At that last word the dim blue lights flooded the room showing the broken walls and gap between worlds before them.
"Oh my god." The mother whispered when the Cenobite with pins appeared.
He looked amused and disgusted at the same time. "God? Of course, why was I surprised?"
The others appeared slowly, eager for their own fun. The one with pins had been the only one to take part in the elation of the boy. They were waiting patiently though, their time would come soon enough.
"What are you?" The man asked trying desperately to sound in charge.
"We are many things." The one with pins over his head said in a hushed tone. "We know many more things. You can be taught, whether you wish to be or not." He held out his hand in a gesture to come closer. "Taught such things beyond the suffering your mind barely knows now. The pleasure of it."
"Where is our son?" The woman asked, her last shreds of maternal instinct showing through.
The Cenobite glanced to his left before settling his large dark eyes back on them. "He is here."
"Where?" She asked barely stopped by her husband.
"The child came to us. He came to us without instruction and without fear, drawn to us by the unspeakable even by us. He was not afraid of the lessons we offered. But you are." He was almost curious at this. "You both are."
"Why are you in our house? Why are you," This time her Husband did quiet her.
"Get out." He said roughly. "Give us back out son, and leave us alone." Even he knew there was no threat in his words. What threat could he give?
The ones hidden in the dark laughed lowly but not for long.
"The boy has made his own decision. His lessons were short I'm afraid. But he will have time to learn more soon enough." His hand extended in a welcoming gesture. "Witness."
It shuffled forward unused to the restraints of the leather bindings on its legs. They were unseen of course, the long black draping hiding many new wounds. The male creatures head was bald and bloodlessly white, with no mark or scar to mar it's surface. Gaps in the wrappings across the arms revealed long nails protruding where the hooks had been buried. The skin over his collarbone had been sliced open and stitched back in a star formation. A thick iron ring drilled and set into the exposed bone and sinew. His hands were tinged in blue from the wires wrapped around the wrists enough to restrict blood flow but not make them useless.
"He is very new, very young." The pinned one said admiringly. "But he will learn more of this path of." There was a breathy pause. "Painful indulgence."
"David?" The word came haltingly from his mother.

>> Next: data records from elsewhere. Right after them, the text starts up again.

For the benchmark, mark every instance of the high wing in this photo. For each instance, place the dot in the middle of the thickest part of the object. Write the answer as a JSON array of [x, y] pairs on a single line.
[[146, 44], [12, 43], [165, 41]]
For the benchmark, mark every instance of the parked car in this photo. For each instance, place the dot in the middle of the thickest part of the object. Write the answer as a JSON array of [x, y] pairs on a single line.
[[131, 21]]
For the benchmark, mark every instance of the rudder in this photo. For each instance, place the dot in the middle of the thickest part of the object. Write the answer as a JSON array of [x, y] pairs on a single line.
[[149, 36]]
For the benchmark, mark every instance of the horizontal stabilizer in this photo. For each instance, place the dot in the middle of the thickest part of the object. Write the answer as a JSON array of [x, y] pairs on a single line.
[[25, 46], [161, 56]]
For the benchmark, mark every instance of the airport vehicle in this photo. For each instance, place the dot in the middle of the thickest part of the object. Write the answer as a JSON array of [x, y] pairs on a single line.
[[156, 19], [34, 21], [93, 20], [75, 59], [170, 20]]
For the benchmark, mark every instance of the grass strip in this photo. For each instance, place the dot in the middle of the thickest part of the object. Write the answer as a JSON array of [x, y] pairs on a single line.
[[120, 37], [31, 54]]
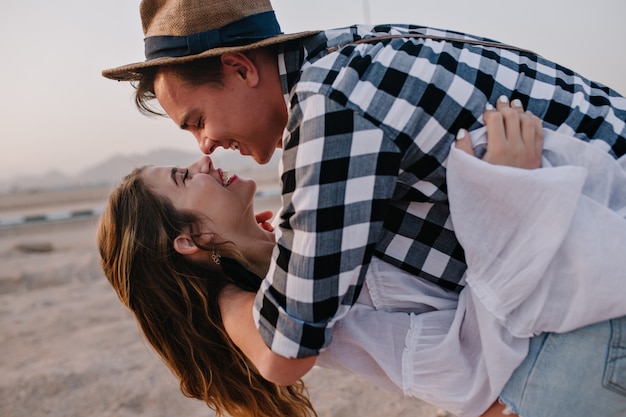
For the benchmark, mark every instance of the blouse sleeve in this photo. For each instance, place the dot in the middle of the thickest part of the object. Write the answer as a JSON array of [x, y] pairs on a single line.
[[544, 247]]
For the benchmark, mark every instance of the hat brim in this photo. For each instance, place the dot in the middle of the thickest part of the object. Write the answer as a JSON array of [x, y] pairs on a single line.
[[133, 72]]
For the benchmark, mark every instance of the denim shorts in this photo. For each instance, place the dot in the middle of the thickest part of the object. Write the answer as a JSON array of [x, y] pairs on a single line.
[[576, 374]]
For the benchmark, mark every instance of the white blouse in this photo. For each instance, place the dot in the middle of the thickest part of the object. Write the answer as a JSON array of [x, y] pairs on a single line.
[[545, 251]]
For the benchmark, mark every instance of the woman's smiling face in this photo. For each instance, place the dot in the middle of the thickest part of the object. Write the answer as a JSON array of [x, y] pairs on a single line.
[[204, 190]]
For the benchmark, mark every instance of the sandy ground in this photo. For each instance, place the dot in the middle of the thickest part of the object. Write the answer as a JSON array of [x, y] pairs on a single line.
[[69, 348]]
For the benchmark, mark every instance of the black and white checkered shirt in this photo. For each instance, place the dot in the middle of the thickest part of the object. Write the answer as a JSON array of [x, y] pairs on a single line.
[[364, 155]]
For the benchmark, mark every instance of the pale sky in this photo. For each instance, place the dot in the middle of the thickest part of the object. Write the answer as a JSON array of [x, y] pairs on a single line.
[[57, 112]]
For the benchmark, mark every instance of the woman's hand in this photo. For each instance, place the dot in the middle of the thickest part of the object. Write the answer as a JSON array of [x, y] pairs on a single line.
[[514, 138]]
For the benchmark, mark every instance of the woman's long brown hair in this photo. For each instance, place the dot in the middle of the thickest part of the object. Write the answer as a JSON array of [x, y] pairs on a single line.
[[175, 303]]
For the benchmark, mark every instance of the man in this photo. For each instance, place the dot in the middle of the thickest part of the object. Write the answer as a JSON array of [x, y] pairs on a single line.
[[365, 128]]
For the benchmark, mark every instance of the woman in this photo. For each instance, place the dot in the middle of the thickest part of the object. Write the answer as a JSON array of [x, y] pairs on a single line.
[[176, 243]]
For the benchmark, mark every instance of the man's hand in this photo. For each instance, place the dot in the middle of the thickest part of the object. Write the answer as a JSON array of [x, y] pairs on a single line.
[[514, 138]]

Black eyes titled slightly and a child's wicked smile spread across his lips. "Mother." He said in an innocent tone. "He has much to show you." The grin on his face only widened when thin wires sped from the darkness directed by his own will. Their screams were more than anything he'd ever felt beyond his own. "Both of you."
The one with pins in his head watched the display. "We all have so much to show you."